So when Cain learned of the assassination attempt against Alain, he wanted to know who was responsible. He felt as if someone had just fished in his pocket for his wallet, and in return, he wanted blood. Alain insisted he would take care of the would-be assassin himself, that Mr. Moretti had a business to look after... he knew Cain would stew over that, and he did. He kept his rage, waiting for a target to turn all his anger on.

There was a very good reason for Alain taking a month to have McNeil killed... which was simply that he had better things to do. While McNeil and others who had every intention of killing Alain were too frightened to make another move, too afraid of what the retribution would be... Alain continued keeping careful track of the shipments and the flow of money, and made several of his own.

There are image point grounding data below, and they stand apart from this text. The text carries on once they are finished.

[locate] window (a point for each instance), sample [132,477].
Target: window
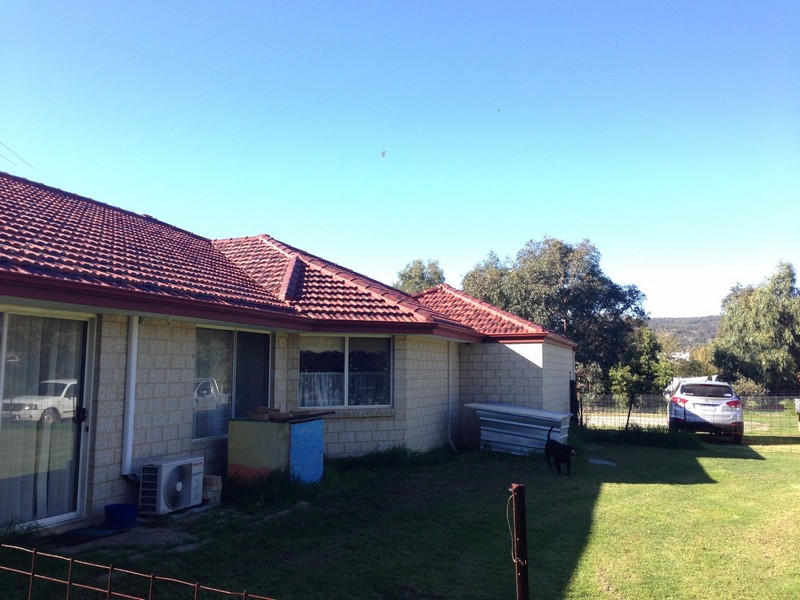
[231,378]
[345,371]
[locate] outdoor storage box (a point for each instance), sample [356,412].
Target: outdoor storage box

Making Cain substitute him for each lieutenant to their respective smuggling "contact." His purposes were two-fold - first, to identify those stealing Cain's money; second, to identify every major smuggler in Cain's little ring.

It was Tuesday evening; the sun went down early, being only two weeks after the solstice. Orange light from a cold sky filtered through the blinds in a room that had effectively become Alain's office, not far from Cain's, but far enough. There was a computer he often used... but for this, he would be using the typewriter, an old Underwood. The building was old, and had come with a lot of old equipment, Cain had explained.

Alain chewed a little hard on a golf pencil as he tapped out two copies each of two different lists. His door was ajar, yet his eyes kept bouncing between what he was typing and that dark slat to check for anyone spying too closely. A single small lamp lit his desk... the building was mostly empty, but there was no telling how it would be ten minutes from now. Regular hours are not often kept in professions such as this... the offices existed for purposes of organization, to provide a meeting place, and it was also an attempt by Cain to keep his own workers under his thumb... something he had not succeeded in very well, something that Alain was ostensibly to help him with.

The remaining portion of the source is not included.